Penne, Loreto Aprutino, Pianella, Tocco da Casauria sind ruhige und zugleich raue Dörfer, voller Kunst und Geschichte; eingerahmt von Hügelkämmen bedeckt mit Olivenbäumen und Weinbergen und geöffnet zum kobaltblauen Adriatischen Meer.
Erster Tag
Penne liegt auf einem Hügel, von dem man bis zum Gran Sasso blicken kann. Es ist ein Dorf mit Höhen und Tiefen, mit sehenswerten herrschaftlichen Gebäuden. Von großem Interesse sind das Tor Porta San Francesco aus dem Jahr 1780; der Dom und das nahegelegene Museum; die Kirchen Sant’Agostino, Annunziata (eine der schönsten des 18. Jahrhunderts in den Abruzzen), San Giovanni Evangelista und San Domenico. Eine etwa 5 km lange Straße führt vom Ort zum Lago di Penne, der zum Regionalen Naturschutzgebiet wurde, mit 150 Hektar Fläche, in dem verschiedene Standvogel- und Zugvogelarten Zuflucht finden. Hier hat der WWF auch eine Oase geschaffen, in der Füchse, Dachse, Wildschweine, Marder, Wildkatzen, Stinktiere und Wiesel leben.

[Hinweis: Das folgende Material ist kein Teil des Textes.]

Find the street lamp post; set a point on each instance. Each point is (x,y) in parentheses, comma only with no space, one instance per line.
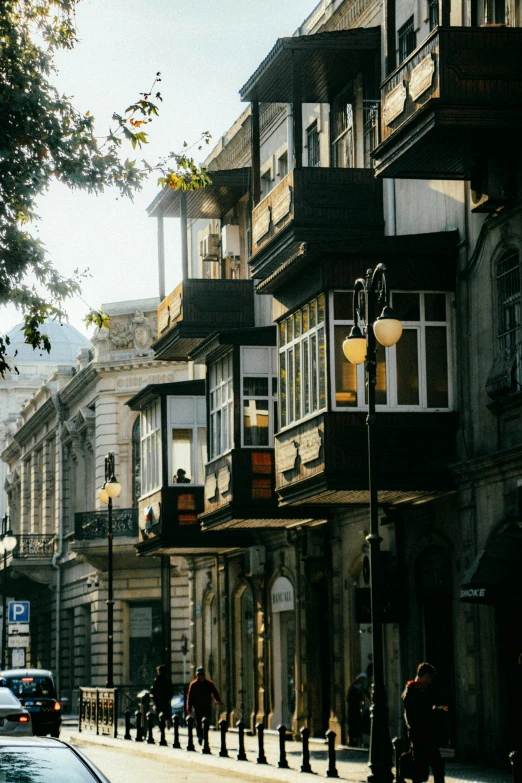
(111,489)
(7,544)
(357,348)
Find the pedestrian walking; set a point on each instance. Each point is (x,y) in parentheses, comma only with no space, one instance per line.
(422,715)
(201,694)
(162,691)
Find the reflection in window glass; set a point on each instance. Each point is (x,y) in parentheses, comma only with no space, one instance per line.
(408,368)
(182,456)
(436,367)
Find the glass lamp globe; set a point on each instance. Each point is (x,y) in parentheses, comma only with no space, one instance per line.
(387,328)
(9,542)
(113,488)
(354,347)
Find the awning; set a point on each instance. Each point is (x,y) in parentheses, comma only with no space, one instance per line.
(214,201)
(327,61)
(496,575)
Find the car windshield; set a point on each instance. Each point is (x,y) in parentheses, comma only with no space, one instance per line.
(42,765)
(36,685)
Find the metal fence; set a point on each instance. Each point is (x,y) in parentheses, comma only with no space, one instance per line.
(99,710)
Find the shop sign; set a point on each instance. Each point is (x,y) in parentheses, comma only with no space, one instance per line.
(282,595)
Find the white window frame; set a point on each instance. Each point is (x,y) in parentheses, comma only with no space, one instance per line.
(272,398)
(151,449)
(286,348)
(391,361)
(217,392)
(194,426)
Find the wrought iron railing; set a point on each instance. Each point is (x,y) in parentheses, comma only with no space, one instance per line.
(99,710)
(34,546)
(90,525)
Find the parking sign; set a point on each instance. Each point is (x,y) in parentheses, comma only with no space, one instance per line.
(18,611)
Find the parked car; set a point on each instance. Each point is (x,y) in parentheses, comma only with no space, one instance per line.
(37,692)
(44,760)
(14,719)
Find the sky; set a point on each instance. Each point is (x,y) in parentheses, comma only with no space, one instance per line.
(205,50)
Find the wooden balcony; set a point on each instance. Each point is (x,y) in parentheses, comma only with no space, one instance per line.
(196,308)
(318,205)
(240,492)
(455,99)
(324,459)
(169,525)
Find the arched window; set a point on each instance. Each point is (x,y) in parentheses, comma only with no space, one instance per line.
(136,463)
(509,313)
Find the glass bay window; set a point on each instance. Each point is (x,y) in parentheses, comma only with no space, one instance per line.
(415,374)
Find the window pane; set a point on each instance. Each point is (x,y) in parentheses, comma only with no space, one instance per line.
(343,305)
(255,387)
(202,454)
(298,381)
(406,306)
(345,372)
(435,307)
(256,422)
(182,456)
(322,368)
(282,386)
(313,350)
(306,379)
(282,333)
(305,319)
(320,309)
(291,414)
(407,369)
(297,324)
(436,367)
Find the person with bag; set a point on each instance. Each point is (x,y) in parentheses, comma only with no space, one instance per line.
(421,717)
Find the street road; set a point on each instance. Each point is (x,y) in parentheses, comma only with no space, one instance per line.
(123,767)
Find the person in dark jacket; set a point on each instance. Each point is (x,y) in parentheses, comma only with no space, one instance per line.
(201,694)
(421,717)
(162,691)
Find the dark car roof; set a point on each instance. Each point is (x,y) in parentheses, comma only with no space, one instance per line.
(26,673)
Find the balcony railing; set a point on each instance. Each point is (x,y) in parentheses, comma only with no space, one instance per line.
(34,546)
(92,525)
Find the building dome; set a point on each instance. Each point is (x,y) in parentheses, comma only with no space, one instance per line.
(65,340)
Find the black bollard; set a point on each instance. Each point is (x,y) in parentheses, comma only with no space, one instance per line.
(162,722)
(139,731)
(305,737)
(331,772)
(205,725)
(241,755)
(398,748)
(261,758)
(150,726)
(175,721)
(282,763)
(223,729)
(190,729)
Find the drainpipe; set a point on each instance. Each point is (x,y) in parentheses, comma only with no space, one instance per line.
(59,552)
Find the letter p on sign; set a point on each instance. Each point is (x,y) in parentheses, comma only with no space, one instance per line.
(18,611)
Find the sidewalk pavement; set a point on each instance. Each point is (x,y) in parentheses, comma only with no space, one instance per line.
(351,763)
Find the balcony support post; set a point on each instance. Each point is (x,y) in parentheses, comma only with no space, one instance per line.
(184,234)
(256,154)
(297,110)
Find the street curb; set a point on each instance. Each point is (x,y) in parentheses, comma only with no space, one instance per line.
(226,767)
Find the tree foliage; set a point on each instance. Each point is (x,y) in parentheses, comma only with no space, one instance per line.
(43,137)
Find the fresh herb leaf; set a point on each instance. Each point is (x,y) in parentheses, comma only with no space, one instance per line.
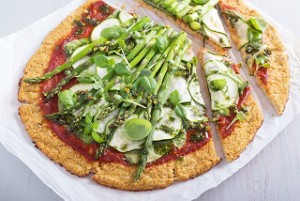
(161,43)
(67,98)
(175,97)
(242,87)
(88,118)
(145,72)
(253,35)
(180,111)
(97,137)
(137,129)
(258,24)
(224,111)
(146,83)
(200,2)
(216,85)
(112,32)
(122,69)
(102,61)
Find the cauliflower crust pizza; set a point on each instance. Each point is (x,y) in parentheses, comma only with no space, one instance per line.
(115,95)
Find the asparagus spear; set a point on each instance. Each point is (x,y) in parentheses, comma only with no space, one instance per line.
(85,52)
(155,115)
(104,146)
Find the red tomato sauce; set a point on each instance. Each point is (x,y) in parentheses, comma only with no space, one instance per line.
(88,150)
(224,121)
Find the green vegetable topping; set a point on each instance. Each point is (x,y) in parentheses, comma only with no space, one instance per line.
(137,129)
(112,32)
(175,97)
(217,85)
(122,69)
(67,98)
(200,2)
(195,25)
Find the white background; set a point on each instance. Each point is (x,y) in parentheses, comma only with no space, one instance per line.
(273,175)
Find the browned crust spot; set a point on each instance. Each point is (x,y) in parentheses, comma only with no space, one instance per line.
(108,174)
(244,131)
(277,89)
(182,25)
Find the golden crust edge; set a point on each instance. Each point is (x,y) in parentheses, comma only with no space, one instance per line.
(48,142)
(276,92)
(252,124)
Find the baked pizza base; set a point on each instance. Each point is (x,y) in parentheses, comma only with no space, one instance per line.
(277,89)
(182,25)
(244,131)
(109,174)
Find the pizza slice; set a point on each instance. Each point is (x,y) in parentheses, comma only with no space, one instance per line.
(198,18)
(236,113)
(116,95)
(261,49)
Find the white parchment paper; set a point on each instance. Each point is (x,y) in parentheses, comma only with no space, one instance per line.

Es gibt außerdem ein Besucherzentrum, eines für Umweltbildung, einen Botanischen Garten, einen Schmetterlingsgarten sowie ein wichtiges Wiederansiedlungszentrum für Otter, die wahre Attraktion des Parks, die Erwachsene und Kinder hinter einer Glasscheibe bewundern können, wenn sie in das klare Wasser des Sees tauchen, sich in Verfolgungsjagden und Unterwasserakrobatik zeigen – ein echtes Schauspiel! Von Penne aus erreicht man über die Hügellandschaft Loreto Aprutino, das als kleine Hauptstadt des extra-nativen Olivenöls der Region Abruzzen-Pescara Dop gilt.

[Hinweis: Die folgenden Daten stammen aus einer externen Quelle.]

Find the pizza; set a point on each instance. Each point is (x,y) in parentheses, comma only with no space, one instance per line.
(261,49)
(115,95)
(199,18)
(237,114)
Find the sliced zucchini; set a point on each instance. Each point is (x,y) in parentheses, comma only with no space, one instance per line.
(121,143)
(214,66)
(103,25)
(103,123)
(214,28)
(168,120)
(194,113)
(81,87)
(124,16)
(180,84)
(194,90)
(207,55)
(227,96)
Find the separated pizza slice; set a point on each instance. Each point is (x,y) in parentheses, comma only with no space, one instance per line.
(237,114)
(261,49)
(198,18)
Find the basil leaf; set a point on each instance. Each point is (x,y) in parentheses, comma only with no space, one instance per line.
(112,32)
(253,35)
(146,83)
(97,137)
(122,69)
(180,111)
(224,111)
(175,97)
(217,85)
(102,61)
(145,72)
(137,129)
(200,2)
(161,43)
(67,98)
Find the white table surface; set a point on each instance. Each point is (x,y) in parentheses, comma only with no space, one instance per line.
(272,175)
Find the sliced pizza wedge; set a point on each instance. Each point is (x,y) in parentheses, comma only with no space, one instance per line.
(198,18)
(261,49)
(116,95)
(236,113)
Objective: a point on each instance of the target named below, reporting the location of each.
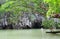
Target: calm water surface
(27, 34)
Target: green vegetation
(17, 7)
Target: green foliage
(54, 6)
(16, 7)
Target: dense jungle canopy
(17, 7)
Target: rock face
(26, 21)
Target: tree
(54, 6)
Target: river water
(27, 34)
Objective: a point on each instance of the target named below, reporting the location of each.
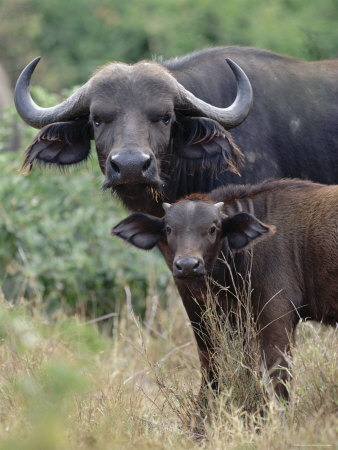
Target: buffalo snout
(131, 167)
(188, 266)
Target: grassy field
(67, 384)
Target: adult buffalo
(160, 127)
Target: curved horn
(37, 117)
(235, 113)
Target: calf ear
(61, 143)
(243, 228)
(141, 230)
(203, 138)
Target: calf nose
(134, 167)
(188, 266)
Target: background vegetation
(74, 37)
(65, 384)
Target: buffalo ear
(61, 143)
(243, 228)
(203, 138)
(141, 230)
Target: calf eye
(166, 119)
(212, 230)
(97, 122)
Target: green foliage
(74, 37)
(54, 230)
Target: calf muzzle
(188, 267)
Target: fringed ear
(61, 143)
(243, 229)
(141, 230)
(207, 143)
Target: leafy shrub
(54, 230)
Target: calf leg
(275, 365)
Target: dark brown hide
(294, 273)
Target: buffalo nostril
(196, 266)
(146, 165)
(178, 267)
(114, 166)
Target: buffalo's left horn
(37, 117)
(235, 113)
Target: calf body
(294, 273)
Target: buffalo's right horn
(37, 117)
(231, 116)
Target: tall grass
(67, 384)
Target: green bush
(75, 37)
(55, 242)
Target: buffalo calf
(294, 273)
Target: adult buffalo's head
(140, 117)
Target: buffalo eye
(97, 122)
(166, 118)
(212, 230)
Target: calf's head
(136, 114)
(194, 231)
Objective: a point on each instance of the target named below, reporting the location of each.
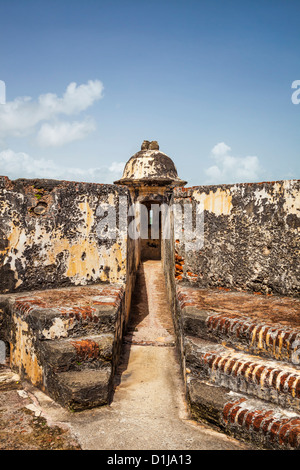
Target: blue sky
(88, 81)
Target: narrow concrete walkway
(148, 411)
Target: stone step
(269, 340)
(265, 425)
(77, 353)
(67, 312)
(79, 390)
(269, 380)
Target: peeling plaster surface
(251, 237)
(48, 235)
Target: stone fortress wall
(66, 291)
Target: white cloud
(21, 165)
(53, 135)
(231, 169)
(21, 116)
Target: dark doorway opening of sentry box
(150, 231)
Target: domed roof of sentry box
(150, 166)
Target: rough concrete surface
(148, 411)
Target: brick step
(77, 353)
(270, 380)
(79, 390)
(254, 420)
(269, 340)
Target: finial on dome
(154, 145)
(145, 145)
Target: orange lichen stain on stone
(86, 349)
(22, 356)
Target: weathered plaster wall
(251, 237)
(49, 238)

Der Ort mittelalterlichen Ursprungs bewahrt architektonische Schätze, wie die dreizehntürmige Kirche San Pietro Apostolo auf dem Hügel; den Palast der Barone Acerbo mit der größten Sammlung antiker Abruzzen-Keramik; die zweihundertjährige Kirche San Francesco und die Burg Chiola, die in ein Charm-Hotel umgewandelt wurde.
Zweiter Tag
Südöstlich von Loreto kann man über eine Hügellandschaft das Dorf Pianella erreichen, das die Basilika Santa Maria Maggiore beherbergt, die im 12. Jahrhundert von Benediktinermönchen auf einem Hügel unweit des Ortszentrums errichtet wurde. Außen fallen ein eleganter Glockenturm aus Backstein, das Rosettenfenster und das Portal im Casauriense-Stil auf. Im Inneren hingegen zeigt sich ein äußerst reich ausgestaltetes Ambon aus Kalkstein, das Anfang des 13. Jahrhunderts vom Meister Acuto geschaffen und mit Symbolen der vier Evangelisten verziert wurde.
Südwestlich von Pianella, in San Clemente a Casauria, nahe dem Ort Tocco, liegt die berühmteste Abtei der Abruzzen mit sehr alten Ursprüngen: Ihre Gründung geht auf das Jahr 871 n. Chr. zurück. Von Sarazenen und Normannen geplündert, wurde sie Ende des 12. Jahrhunderts wieder aufgebaut. Das Portal und der Arkadengang bewahren außergewöhnliche Reliefs. Auch das Ambon, der aus einem römischen Sarkophag gewonnene Altar und die Krypta sind von großer Eleganz. San Clemente ist außerdem ein historischer Ort, hier wurde das Chronicon casauriense verfasst, das als grundlegendes Dokument für das mittelalterliche Europa gilt und heute in der Bibliothèque Nationale in Paris verwahrt wird.